The products produced during acetogenesis are utilized as substrate by methanogenic bacteria. Acetate is used to produce CH4 + CO2 by Methanosarcina and Methanothrix. H2 and HCO3 are used to produce methane by several bacteria e.g. Methanobrevibacter, Methanomicrobium, Methanogenium, Methanobacterium, Methanococcus, and Methanospirillum. A critical balance between oxidants and reductants is maintained during methanogenic processes.

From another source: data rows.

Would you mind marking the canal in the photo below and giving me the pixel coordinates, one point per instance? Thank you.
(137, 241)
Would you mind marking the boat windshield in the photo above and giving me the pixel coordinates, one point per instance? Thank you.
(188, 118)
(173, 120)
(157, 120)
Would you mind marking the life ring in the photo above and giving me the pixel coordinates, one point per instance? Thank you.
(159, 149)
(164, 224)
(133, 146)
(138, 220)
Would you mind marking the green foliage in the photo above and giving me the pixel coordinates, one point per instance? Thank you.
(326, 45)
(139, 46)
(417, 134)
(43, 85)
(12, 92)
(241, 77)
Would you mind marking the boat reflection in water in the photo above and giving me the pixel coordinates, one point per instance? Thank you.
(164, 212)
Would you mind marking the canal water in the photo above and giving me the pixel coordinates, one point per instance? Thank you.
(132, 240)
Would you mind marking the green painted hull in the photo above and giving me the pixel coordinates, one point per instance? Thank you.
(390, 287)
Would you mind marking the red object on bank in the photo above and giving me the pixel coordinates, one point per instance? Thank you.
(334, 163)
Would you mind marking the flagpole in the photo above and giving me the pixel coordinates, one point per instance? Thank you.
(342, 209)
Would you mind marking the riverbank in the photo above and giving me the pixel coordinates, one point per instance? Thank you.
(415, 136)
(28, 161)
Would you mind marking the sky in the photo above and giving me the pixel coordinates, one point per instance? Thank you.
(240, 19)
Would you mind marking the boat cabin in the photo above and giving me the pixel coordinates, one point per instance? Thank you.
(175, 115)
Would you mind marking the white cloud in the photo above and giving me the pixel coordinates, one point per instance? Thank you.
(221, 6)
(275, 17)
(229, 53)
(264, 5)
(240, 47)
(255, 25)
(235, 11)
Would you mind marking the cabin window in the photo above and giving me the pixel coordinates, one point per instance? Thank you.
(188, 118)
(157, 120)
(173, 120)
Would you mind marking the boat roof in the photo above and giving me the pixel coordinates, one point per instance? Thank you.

The hydrogen concentration must be maintained at a low level so that it can function most efficiently. Upon accumulation of hydrogen and organic acids, methane production is inhibited. Thus, the final product of anaerobic digestion is a mixture of gases (70% CH4, 30% CO2), microbial biomass and non-biodegradable residues (e.g. heavy metals, polychlorinated biphenyls, etc.).

(iii) Tertiary Treatment:

Tertiary treatment is aimed to remove non-biodegradable organic materials, heavy metals, and minerals. The salts of nitrogen and phosphorus must be removed because they cause eutrophication.

By using activated carbon filters the organic pollutants can be removed, whereas by adding lime the phosphorus is precipitated as calcium phosphate. Nitrogen can be removed by stripping, volatilization as NH3 at high pH values. Ammonia can be converted by chlorination to dichloromine which in turn is converted to N2. Tertiary treatment is expensive, therefore, it is not employed unless very necessary.